What is a Half-Square Triangle Ruler?
In a nutshell, a half-square triangle ruler allows you to cut triangles adding only the half-inch seam allowances to the finished size. That means if you want 2″ finished triangles, you will cut them from 2½” strips. These rulers work by eliminating the ⅜” dog ear from one end of the triangle.
What Rulers Will Work?
The most common of these rulers is probably the Easy Angle.
It is readily available at quilt shops, big box stores, and Amazon. The Easy Angle comeis in 4½”, 6½”, and 10½” sizes.

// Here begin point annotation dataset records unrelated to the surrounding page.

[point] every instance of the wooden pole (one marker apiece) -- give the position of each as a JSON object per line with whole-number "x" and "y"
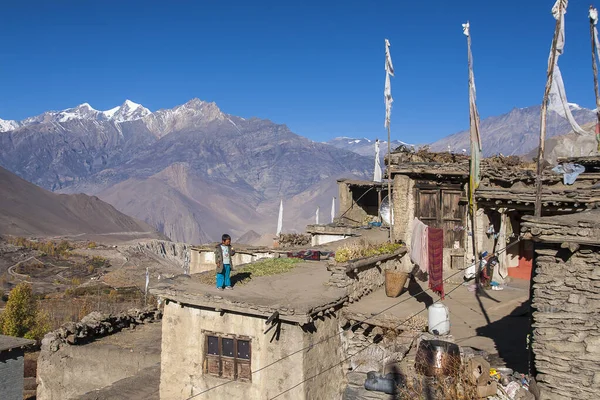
{"x": 379, "y": 204}
{"x": 390, "y": 185}
{"x": 543, "y": 116}
{"x": 595, "y": 70}
{"x": 473, "y": 205}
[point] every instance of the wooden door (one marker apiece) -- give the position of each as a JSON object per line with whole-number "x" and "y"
{"x": 429, "y": 207}
{"x": 452, "y": 218}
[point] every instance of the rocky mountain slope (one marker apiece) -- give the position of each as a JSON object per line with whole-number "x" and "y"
{"x": 569, "y": 145}
{"x": 28, "y": 210}
{"x": 514, "y": 133}
{"x": 193, "y": 172}
{"x": 363, "y": 146}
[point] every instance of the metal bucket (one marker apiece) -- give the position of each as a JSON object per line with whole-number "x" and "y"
{"x": 394, "y": 282}
{"x": 437, "y": 358}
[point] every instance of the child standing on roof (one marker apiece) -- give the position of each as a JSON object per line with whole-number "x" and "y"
{"x": 223, "y": 254}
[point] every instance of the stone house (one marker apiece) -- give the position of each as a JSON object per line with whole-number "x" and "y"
{"x": 12, "y": 366}
{"x": 276, "y": 335}
{"x": 434, "y": 188}
{"x": 566, "y": 304}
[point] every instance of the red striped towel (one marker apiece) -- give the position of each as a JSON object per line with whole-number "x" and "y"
{"x": 436, "y": 260}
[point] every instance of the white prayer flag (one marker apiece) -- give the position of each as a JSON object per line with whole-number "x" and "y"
{"x": 280, "y": 219}
{"x": 466, "y": 28}
{"x": 377, "y": 172}
{"x": 387, "y": 92}
{"x": 332, "y": 209}
{"x": 557, "y": 99}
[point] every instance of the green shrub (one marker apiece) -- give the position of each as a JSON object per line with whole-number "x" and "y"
{"x": 363, "y": 249}
{"x": 22, "y": 317}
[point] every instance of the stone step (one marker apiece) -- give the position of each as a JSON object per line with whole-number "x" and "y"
{"x": 356, "y": 390}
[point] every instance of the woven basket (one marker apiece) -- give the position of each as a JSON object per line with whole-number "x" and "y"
{"x": 394, "y": 282}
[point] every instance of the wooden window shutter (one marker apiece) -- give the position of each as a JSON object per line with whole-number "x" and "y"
{"x": 429, "y": 207}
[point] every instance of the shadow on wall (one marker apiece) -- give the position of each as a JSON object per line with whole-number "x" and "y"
{"x": 510, "y": 336}
{"x": 416, "y": 291}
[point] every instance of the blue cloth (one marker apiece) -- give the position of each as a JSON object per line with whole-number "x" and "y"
{"x": 224, "y": 279}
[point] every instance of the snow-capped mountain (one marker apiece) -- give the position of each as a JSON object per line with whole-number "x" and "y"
{"x": 128, "y": 111}
{"x": 191, "y": 171}
{"x": 364, "y": 146}
{"x": 8, "y": 125}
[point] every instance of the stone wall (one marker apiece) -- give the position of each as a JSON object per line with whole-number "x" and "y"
{"x": 11, "y": 374}
{"x": 95, "y": 325}
{"x": 566, "y": 339}
{"x": 566, "y": 304}
{"x": 375, "y": 346}
{"x": 173, "y": 251}
{"x": 368, "y": 275}
{"x": 183, "y": 350}
{"x": 354, "y": 215}
{"x": 89, "y": 355}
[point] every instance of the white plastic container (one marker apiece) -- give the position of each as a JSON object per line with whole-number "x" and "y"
{"x": 439, "y": 319}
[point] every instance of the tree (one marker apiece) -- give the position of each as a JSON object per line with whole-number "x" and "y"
{"x": 22, "y": 317}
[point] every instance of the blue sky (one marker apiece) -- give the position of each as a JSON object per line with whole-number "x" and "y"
{"x": 316, "y": 66}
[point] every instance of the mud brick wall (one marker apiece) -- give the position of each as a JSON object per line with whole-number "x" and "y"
{"x": 566, "y": 321}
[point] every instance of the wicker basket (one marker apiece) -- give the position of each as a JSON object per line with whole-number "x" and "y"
{"x": 394, "y": 282}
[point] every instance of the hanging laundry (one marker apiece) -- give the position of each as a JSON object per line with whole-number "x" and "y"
{"x": 436, "y": 260}
{"x": 570, "y": 172}
{"x": 419, "y": 245}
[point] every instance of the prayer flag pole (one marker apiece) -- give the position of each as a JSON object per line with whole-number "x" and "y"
{"x": 593, "y": 16}
{"x": 476, "y": 149}
{"x": 560, "y": 7}
{"x": 387, "y": 94}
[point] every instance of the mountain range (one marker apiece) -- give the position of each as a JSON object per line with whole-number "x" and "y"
{"x": 193, "y": 172}
{"x": 28, "y": 210}
{"x": 363, "y": 146}
{"x": 516, "y": 132}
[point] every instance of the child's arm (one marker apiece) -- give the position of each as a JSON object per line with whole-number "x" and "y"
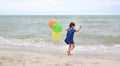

I recommend the 6½” because it covers the most common sizes of half-square triangles.
Other brands that work the same way include the Omnigrid 96 (and larger 96L) and the Creative Grids 45 Degree Half-Square Triangle Ruler.
Two of my favorite rulers combine the ability to cut both half and quarter-square triangles from strips. These are Bonnie K Hunter’s Essential Triangle Tool and Fons and Porter’s (Dritz/Omnigrid) Half-and-Quarter-Square Triangle Ruler (formerly called Flying Geese Ruler). Unfortunately, I think the Fons and Porter ruler has been discontinued and therefore may be hard to find. Because of their versatility, I recommend one of these rulers if you don’t already own a half-square triangle ruler.
Eight Reasons to Use a Half-Square Triangle Ruler
- No cutting odd ⅞” measurments. If you need 2″ finished squares, simply cut 2½” strips.
- The ability to cut both squares and HSTs from the same strip of fabric. One strip–two different units!
- If you layer the two triangle fabrics right sides together before cutting, they will be ready to feed through the sewing machine. As a habit, if I am using a print fabric with a background fabric, I always cut with the print fabric right side up and the background fabric right side down. That consistency saves time and thinking!
- Because one tip has been cut off there is less chance of the fabric being pushed into the needle hole when sewing the triangles.
- It is easy to chain piece, stack press, then trim the one dog ear.
- There is no bias on the outside edges.
- In my timed test, this was the fastest way to make HSTs.
- MOST IMPORTANTLY: the triangles will be accurate without trimming slivers from the edges. This means no waste. One of my tenets for quilting is life is way too short to spend time trimming slivers!!
Of course there are many ways to construct half-square triangles. A tutorial for several methods can be found here. In my timed tests of these methods, using a specialty ruler was the fastest way to construct HSTs. I really hope you will give this method a try. You may just find YOUR new favorite way to make triangles!